A recent report from the Professional Standards Authority recommends that the Government considers whether the GPhC and other regulators have sufficient powers to “hold businesses to account”.

The PSA, which oversees the UK’s nine health professional regulators, notes in its Safer Care for All report that bodies such as the GPhC that are tasked with regulating businesses as well as individual registrants face “challenges in holding corporate entities to accounts” in part due to a “power imbalance”. 

The PSA said that as well as being “outstripped financially by large businesses,” the GPhC may be reluctant to impose penalties such as “the most serious sanction of erasure” on branches of large pharmacy businesses as they “play an integral role in the delivery of healthcare in the community”.

“These businesses may, in effect, come close to being too big to fail,” said the PSA. 

The report recommends that the Government should “use the current programme of regulatory reform to review the adequacy and effectiveness of the powers of regulators with a role in regulating businesses”.

Speaking to Independent Community Pharmacist in July, GPhC chief Duncan Rudkin rejected claims that the regulator is too soft on the large multiples, claiming: “There’s no differential treatment for certain companies compared to the rest of community pharmacy.

“We dish out positive feedback and challenge [with] enforcement action where we find the need wherever that lies.”

Ambiguity around commercial decisions

The PSA report also highlights the ambiguity surrounding the GPhC’s ability to influence commercial decisions taken by businesses.

It notes that while it typically takes a “hands off” approach on matters that “have no medicinal or practice-related element,” this was set aside during the pandemic when the GPhC teamed up with the Competition and Markets Authority to warn pharmacies against price-gouging on items that were in high demand.

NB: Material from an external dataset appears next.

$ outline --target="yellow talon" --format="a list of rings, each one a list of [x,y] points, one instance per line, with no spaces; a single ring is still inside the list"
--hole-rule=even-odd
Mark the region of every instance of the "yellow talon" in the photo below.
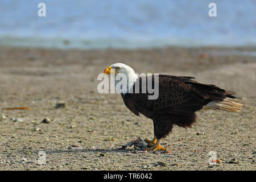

A stronger approach on business matters that impact on service provision, such as adequate staffing levels and “hard sell” tactics, may be required to uphold public confidence in the sector, argued the PSA. 

“The inherent tension between profit and patient best interest should be monitored,” it commented, adding: “Regulators will need to consider whether they need to be more interventionist in their approach where it is in the best interests of the public.”

This may be particularly relevant in the online pharmacy sector, which has accounted for a hugely disproportionate amount of the GPhC’s regulatory casework in recent years, said the PSA.